È arrabbiato, Barack Obama. Arrabbiatissimo, precisano alcuni suoi collaboratori; al punto di essere pronto a rinunciare a uno dei suoi fedelissimi. E a Washington è già iniziato il toto-licenziamenti. Chi pagherà per il clamoroso «buco» nei servizi di prevenzione, grazie il giorno di Natale il terrorista Umar Farouk Abdulmuttalab è riuscito a imbarcarsi sul volo Amsterdam-Detroit, nonostante fosse nella lista nera della Cia?
Il presidente sta passando qualche giorno di vacanza alle Hawaii, ma ha già ricevuto i primi rapporti, che non lo hanno certo messo di buonumore, perché è ormai evidente che le varie agenzie di lotta al terrorismo non hanno collaborato. Il problema è noto, risale addirittura a prima dell’11 settembre, ma nemmeno l’attacco alle Torri Gemelle e la creazione di una nuova funzione, quella di zar dell’antiterrorismo, sono serviti a risolverlo.
Oggi ben 16 enti governativi danno la caccia ad Al Qaida, ma quando uno di loro ottiene informazioni fondamentali non sempre le trasmette alle altre. Per inefficienza burocratica, per gelosia, per antiche e assurde rivalità tra i diversi corpi. Così, nonostante l’America sia in guerra con Al Qaida, capita che i sospettati la facciano franca.
Il 25 dicembre solo la prontezza di riflessi del personale dell’aereo ha impedito una tragedia che sarebbe doppiamente stata assurda, perché se i controlli fossero stati davvero efficienti, il terrorista egiziano sarebbe stato arrestato ad Amsterdam o addirittura prima. L’ambasciata americana a Lagos non avrebbe dovuto nemmeno concedergli il visto o perlomeno avrebbe dovuto revocarlo non appena il padre ne denunciò la pericolosità.
Ieri Obama ha reso omaggio ai sette agenti della Cia uccisi da un kamikaze in Afghanistan. «I vostri successi, persino vostri nomi resteranno ignoti, ma il vostro sacrificio, grazie al quale sono stati sventati complotti e salvate molte vite, è profondamente apprezzato», ha dichiarato pubblicamente. Un elogio dovuto, che però non attutisce né dubbi, né polemiche sui servizi. Anzi. «Il presidente cercherà ai massimi livelli i responsabili del flop di Natale», ha precisato la solita fonte anonima. Come dire: qualche testa potrà cadere.

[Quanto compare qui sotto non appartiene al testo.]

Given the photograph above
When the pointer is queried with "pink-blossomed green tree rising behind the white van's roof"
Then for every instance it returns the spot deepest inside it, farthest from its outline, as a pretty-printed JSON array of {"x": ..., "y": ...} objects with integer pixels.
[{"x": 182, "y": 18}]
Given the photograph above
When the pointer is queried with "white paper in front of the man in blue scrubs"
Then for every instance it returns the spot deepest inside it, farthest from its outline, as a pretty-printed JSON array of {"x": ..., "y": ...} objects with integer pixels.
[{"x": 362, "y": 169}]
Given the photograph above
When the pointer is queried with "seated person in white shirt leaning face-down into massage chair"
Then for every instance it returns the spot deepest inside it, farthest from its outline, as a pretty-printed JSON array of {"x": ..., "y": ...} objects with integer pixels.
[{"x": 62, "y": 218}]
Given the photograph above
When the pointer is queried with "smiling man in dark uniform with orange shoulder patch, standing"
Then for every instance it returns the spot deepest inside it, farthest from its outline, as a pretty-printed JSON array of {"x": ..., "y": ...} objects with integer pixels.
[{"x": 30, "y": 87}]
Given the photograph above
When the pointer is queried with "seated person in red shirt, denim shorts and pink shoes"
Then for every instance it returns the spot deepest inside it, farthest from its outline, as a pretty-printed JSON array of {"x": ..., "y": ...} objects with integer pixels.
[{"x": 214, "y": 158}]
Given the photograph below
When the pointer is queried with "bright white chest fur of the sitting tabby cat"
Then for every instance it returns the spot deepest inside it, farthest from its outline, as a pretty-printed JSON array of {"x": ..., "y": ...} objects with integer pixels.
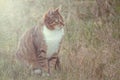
[{"x": 52, "y": 39}]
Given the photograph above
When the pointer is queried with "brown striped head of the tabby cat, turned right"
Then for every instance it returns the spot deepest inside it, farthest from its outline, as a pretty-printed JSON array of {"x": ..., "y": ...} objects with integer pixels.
[{"x": 53, "y": 19}]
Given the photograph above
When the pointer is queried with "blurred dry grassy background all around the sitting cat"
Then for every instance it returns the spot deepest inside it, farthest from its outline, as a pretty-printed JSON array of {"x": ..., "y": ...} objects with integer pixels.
[{"x": 91, "y": 46}]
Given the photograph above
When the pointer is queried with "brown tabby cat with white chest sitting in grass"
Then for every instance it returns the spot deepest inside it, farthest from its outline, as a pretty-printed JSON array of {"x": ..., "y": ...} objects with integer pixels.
[{"x": 39, "y": 47}]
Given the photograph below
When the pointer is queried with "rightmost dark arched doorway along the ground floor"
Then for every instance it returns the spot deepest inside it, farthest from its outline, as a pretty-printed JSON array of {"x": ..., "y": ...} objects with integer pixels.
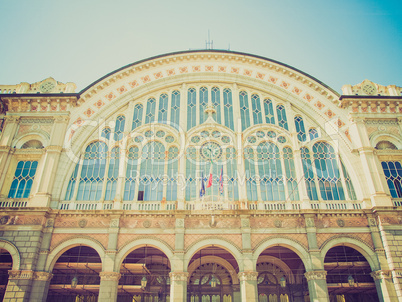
[{"x": 348, "y": 276}]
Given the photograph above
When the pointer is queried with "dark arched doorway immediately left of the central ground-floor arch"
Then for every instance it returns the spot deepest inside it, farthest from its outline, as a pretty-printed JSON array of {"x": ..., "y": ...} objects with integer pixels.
[{"x": 144, "y": 276}]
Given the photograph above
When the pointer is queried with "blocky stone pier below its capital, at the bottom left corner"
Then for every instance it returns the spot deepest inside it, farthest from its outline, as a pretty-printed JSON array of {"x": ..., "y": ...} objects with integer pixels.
[{"x": 19, "y": 286}]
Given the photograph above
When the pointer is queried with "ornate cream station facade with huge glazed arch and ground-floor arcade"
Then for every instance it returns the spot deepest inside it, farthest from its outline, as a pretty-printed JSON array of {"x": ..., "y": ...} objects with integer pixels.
[{"x": 201, "y": 176}]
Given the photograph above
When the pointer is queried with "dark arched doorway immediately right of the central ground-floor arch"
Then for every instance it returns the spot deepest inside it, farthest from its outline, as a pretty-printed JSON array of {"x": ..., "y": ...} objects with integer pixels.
[{"x": 281, "y": 276}]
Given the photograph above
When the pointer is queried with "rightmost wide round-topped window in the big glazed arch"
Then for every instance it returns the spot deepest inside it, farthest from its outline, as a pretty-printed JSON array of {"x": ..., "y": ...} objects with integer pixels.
[{"x": 327, "y": 172}]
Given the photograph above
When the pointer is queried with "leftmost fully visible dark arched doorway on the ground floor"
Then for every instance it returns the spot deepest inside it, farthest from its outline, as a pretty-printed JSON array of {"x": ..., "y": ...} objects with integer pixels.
[{"x": 76, "y": 276}]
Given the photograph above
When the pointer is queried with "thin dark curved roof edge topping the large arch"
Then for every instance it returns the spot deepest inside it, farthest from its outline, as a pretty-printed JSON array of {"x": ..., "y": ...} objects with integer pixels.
[{"x": 207, "y": 50}]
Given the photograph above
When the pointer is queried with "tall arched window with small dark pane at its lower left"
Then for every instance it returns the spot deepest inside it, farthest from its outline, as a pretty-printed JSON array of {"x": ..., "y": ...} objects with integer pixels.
[{"x": 152, "y": 171}]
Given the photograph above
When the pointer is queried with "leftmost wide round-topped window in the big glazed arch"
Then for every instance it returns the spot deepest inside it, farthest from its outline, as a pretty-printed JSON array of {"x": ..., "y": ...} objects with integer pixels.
[{"x": 93, "y": 172}]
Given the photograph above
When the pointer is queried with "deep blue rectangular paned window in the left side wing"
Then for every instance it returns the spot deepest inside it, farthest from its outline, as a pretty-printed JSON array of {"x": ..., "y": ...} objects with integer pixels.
[{"x": 23, "y": 179}]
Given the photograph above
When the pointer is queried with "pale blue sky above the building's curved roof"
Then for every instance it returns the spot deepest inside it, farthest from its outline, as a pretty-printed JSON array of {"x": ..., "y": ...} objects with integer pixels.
[{"x": 338, "y": 42}]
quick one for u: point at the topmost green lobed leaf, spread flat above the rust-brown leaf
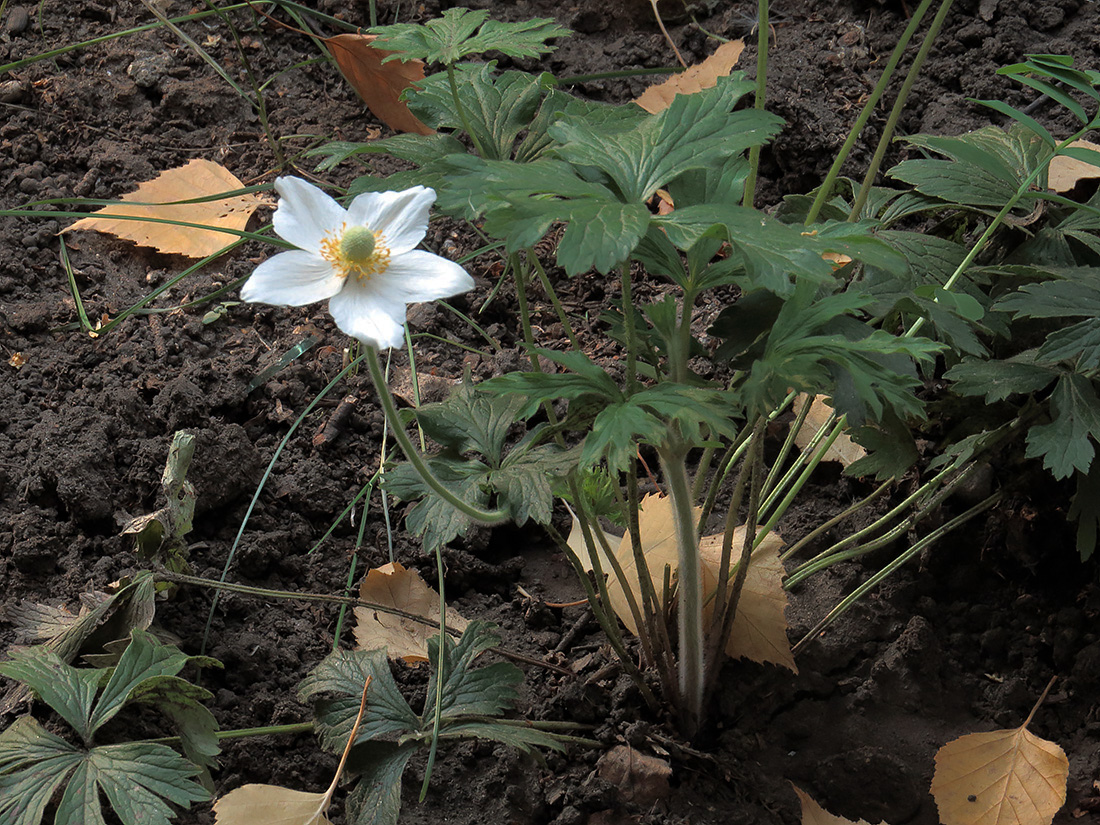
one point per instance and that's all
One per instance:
(463, 32)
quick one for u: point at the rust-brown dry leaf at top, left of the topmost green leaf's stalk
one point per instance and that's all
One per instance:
(379, 85)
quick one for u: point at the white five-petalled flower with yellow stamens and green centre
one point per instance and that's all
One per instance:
(362, 259)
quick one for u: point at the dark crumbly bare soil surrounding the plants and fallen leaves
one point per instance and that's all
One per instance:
(963, 642)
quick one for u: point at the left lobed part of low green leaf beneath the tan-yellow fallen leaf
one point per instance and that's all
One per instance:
(343, 675)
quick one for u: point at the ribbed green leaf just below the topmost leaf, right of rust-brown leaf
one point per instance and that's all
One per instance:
(498, 107)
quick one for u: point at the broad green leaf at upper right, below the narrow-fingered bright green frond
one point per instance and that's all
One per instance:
(986, 168)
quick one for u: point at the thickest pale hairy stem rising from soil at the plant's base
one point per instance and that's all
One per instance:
(690, 603)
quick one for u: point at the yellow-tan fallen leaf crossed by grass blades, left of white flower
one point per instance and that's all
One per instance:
(195, 180)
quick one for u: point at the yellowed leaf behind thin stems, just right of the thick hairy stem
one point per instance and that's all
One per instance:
(760, 631)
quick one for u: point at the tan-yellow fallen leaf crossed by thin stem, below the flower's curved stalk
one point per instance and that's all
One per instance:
(404, 639)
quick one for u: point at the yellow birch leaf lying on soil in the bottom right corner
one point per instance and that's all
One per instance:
(1000, 778)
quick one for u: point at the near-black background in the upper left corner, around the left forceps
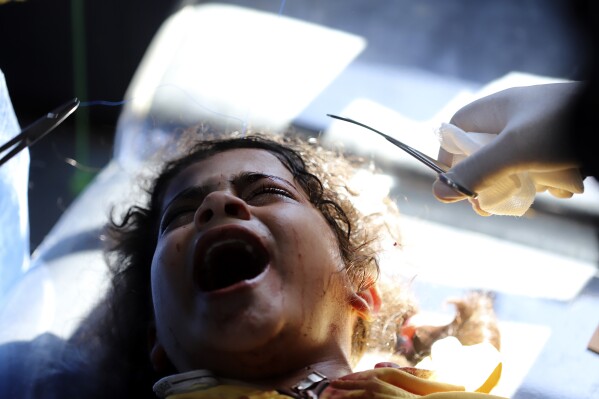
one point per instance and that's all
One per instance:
(54, 50)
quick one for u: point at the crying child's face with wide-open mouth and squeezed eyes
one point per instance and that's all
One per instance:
(247, 278)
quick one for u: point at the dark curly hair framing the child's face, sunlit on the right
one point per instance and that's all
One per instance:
(119, 324)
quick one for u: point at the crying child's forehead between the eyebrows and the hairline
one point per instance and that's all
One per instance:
(220, 168)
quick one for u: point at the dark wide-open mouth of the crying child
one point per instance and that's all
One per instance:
(230, 261)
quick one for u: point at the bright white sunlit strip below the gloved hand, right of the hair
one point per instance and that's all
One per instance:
(441, 255)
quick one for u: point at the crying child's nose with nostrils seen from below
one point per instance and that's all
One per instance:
(221, 204)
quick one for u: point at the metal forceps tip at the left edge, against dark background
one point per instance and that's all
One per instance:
(38, 129)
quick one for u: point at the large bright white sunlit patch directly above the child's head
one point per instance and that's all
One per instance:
(231, 66)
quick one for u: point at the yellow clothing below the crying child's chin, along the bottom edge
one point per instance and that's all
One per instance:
(379, 383)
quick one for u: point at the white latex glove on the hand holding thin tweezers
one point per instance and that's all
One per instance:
(510, 145)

Sui taccuini dei cronisti politici più informati sono appuntati due nomi: Janet Napolitano, segretario alla Sicurezza interna, e Dennis Blair, direttore nazionale per l’antiterrorismo. Due nomi pesantissimi e, fino a poco tempo fa, considerati intoccabili. La Napolitano, che negli anni Novanta aveva servito Bill Clinton, godeva della stima della Casa Bianca, che nei mesi scorsi l’ha difesa dagli attacchi sul terrorismo. Ma la stima non è più incondizionata. Commentando l’attentato di Natale ha dichiarato che il «sistema di prevenzione aveva funzionato benissimo»; ma dopo appena 24 ore Obama ha denunciato «un inaccettabile errore sistemico». E quando un ministro viene smentito in maniera così plateale ottiene di diritto la pole position nella griglia dei licenziabili. A meno che un esame più accurato della situazione non faccia emergere altre responsabilità.
L’altro indiziato è Blair, un ammiraglio in pensione, scelto personalmente da Obama. È lui oggi lo «zar dell’antiterrorismo»; dunque, secondo logica, la responsabilità del mancato coordinamento è sua. A meno che non riesca a scaricare la colpa su qualcun altro. Ieri ha inviato una lettera al suo staff in cui avverte che «coloro che hanno commesso errori saranno chiamati a risponderne». Pare che abbia passato le ultime 48 ore seduto alla propria scrivania, senza pensare ai brindisi e tanto meno ai botti.
Sta scartabellando tra migliaia di documenti per scoprire dove l’informazione si sia arenata e magari scaricare le colpe su un’altra agenzia. Non la Cia, dove la posizione di Leon Panetta appare solida, ma forse la «National security agency», il potentissimo «orecchio» dell’intelligence che intercetta migliaia di informazioni ogni giorno.
Di certo Obama non si limiterà a una strigliata, ma pretenderà proposte concrete per rendere finalmente efficiente la collaborazione tra i servizi di sicurezza. Poi deciderà se per recuperare la credibilità perduta sarà necessario privarsi della Napolitano o di Blair o di tutti e due.